И никто, кроме Лютикова, не жалел сгоравшие миллионы, никто просто сейчас не думал о них.
Солодяжников построил курсантов и увел их к хатке, где был штаб фронта.
XXI
К востоку по гребням холмов окапывались немцы.
Было видно, как суетились они там. А в овраге скопище людей уже расползалось. Курсанты, назначенные командирами взводов, строили бойцов. Доносились сорванные, хриплые голоса:
– Ра-авняйсь!.. По порядку номеров...
– Живот убери. Как стоишь?..
– Смирно!..
У догоравшей кучи денег сидели теперь лишь Андрей с Лютиковым и раненый пилот в прожженном комбинезоне.
– Наверное, скоро двинемся, – заметил пилот.
– Еще не сгорели, – кивнул на деньги Лютиков. – Узнать бы, сколько тут мильенов...
Опираясь на карабин, подковылял боец, волоча разутую ногу. И гимнастерка и брюки у него где-то вымокли.
– Можно, сынки, табачок подсушить?.. Эге! – добавил он. разглядев откатившиеся пачки денег, и, подняв одну, взвесил на широкой, костлявой ладони. – Тяжелая. Много в ей работы-то. Гнуть да гнуть хребет.
– Сунь в карман, – посоветовал ему Лютиков
И вся работа.
– А не жалко? – солдат заколебался, потом качнул головой, растягивая губы и открыв вспухшие кровоточащие десны. – Хай горит. Дармовые гроши что божья благодать: ни вкуса, ни запаха. И куцы они тут?
Он швырнул деньги в костер, рассыпал горсть махорки по прикладу и начал сушить ее. От сырой гимнастерки его тоже шел пар.
– Дождя не было, а взмок, – сказал Лютиков.
И штаны у тебя мокрые...
– В камышах, за хутором, что утки, сидели, – пояснил боец. – Траву жевали. Ну а затем услыхали стрельбу и поднялись. От взвода мало кто остался.
Ногу-то до крови стер.. Теперь, сказывают, дале пробиваться начнем. Сказывают, на выручку цельная армия идет.
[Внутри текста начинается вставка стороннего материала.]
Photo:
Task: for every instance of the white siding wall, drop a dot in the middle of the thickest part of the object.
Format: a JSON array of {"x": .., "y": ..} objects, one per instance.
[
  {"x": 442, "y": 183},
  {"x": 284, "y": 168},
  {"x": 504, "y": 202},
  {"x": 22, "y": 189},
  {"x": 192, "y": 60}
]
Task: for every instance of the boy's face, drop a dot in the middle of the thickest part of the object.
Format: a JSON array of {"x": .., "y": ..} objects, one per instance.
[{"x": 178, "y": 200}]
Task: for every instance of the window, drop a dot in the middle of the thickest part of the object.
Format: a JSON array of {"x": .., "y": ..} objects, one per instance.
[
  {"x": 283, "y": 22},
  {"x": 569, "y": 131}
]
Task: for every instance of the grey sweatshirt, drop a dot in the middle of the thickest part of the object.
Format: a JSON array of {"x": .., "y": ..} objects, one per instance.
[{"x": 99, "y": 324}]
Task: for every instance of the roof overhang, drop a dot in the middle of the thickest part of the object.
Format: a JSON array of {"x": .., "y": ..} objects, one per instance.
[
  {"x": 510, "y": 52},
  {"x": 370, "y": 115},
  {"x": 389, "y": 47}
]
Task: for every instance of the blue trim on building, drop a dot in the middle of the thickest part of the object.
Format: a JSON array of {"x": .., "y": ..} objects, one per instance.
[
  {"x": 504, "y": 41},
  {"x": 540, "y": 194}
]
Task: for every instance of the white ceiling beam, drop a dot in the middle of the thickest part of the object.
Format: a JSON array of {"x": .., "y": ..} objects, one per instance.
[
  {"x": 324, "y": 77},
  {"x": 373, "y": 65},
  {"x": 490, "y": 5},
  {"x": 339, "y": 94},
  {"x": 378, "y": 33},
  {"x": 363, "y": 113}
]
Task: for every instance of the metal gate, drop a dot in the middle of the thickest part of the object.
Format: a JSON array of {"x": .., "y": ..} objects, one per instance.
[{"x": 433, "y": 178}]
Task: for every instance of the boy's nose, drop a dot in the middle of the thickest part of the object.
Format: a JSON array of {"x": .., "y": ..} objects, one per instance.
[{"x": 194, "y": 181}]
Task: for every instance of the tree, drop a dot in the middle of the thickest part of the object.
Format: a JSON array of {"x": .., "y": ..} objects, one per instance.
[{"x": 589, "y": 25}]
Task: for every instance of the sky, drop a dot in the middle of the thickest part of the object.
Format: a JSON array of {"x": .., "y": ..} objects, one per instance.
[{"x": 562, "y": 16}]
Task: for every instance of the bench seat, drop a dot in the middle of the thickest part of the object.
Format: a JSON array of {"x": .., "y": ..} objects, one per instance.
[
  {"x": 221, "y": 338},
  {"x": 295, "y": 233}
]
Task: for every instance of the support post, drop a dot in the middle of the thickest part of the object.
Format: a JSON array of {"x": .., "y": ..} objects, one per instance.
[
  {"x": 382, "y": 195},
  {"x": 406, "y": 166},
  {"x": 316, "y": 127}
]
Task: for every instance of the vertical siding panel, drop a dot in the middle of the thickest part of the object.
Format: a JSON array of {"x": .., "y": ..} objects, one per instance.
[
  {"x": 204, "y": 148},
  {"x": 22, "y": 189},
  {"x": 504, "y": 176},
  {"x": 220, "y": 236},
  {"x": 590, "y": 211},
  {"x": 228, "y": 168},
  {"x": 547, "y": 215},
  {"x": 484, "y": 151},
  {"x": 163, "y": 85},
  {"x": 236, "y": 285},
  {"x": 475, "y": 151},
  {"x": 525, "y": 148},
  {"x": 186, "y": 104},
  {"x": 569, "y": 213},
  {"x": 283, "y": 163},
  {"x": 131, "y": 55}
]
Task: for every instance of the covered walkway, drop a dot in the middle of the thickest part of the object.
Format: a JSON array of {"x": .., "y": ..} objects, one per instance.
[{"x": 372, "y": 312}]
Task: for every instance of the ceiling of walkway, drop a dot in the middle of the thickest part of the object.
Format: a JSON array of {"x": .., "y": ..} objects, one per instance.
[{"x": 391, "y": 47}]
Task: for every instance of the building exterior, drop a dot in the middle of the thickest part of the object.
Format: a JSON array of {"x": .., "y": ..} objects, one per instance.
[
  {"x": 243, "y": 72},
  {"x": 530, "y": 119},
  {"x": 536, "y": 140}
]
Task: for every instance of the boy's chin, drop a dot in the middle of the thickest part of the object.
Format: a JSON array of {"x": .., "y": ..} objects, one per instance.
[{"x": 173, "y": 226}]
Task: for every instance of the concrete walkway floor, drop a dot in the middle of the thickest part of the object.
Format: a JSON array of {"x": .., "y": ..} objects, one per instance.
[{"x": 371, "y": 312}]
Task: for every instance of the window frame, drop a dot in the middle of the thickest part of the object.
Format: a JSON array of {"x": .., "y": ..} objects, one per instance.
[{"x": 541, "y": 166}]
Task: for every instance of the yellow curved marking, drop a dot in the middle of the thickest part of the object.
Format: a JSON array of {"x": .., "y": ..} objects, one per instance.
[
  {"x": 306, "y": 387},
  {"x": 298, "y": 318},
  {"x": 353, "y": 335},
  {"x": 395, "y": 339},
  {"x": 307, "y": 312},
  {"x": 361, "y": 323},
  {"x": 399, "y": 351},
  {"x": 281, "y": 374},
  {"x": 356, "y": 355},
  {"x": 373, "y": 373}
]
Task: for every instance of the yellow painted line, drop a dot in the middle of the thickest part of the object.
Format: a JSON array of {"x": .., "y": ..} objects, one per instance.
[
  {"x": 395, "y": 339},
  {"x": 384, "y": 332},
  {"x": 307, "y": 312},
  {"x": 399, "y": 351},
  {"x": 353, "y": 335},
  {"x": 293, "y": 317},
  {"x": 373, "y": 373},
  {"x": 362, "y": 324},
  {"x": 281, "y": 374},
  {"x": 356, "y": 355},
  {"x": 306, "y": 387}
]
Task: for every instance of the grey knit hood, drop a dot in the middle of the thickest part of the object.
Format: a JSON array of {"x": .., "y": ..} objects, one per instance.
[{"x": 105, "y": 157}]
На склоне оврага, у ветвистого дерева, где был и Солодяжников, о чем-то спорили генералы. На патронном ящике сидел Кирпонос и, держа обеими руками солдатский котелок, отхлебывал чай. Волосы генералполковника слиплись на лбу, а большое тело с обвисшими плечами чем-то напоминало связанного орла.
В сотне метров, около мелкой воронки, капитан Гымза допрашивал управляющего банком. Там же стояли полковник Сорокин и еще двое командиров.
Гымза что-то записывал в блокноте, часто поправляя спадавшую шинель.
– Энта, вроде бы шпиона судят, – продолжал боец. – Чего судить? Пускай в расход сразу. Что день – тыщи людей гибнут без всякого. А на того еще бумагу изводят.
– Фемида есть, дядя, – сказал важно Лютиков. – Не знаешь про нее?
– Баба, что ли?
– Ага... Слепая она, ни черта не видит. Оттого путает, кому раньше мандат на тот свет нужен.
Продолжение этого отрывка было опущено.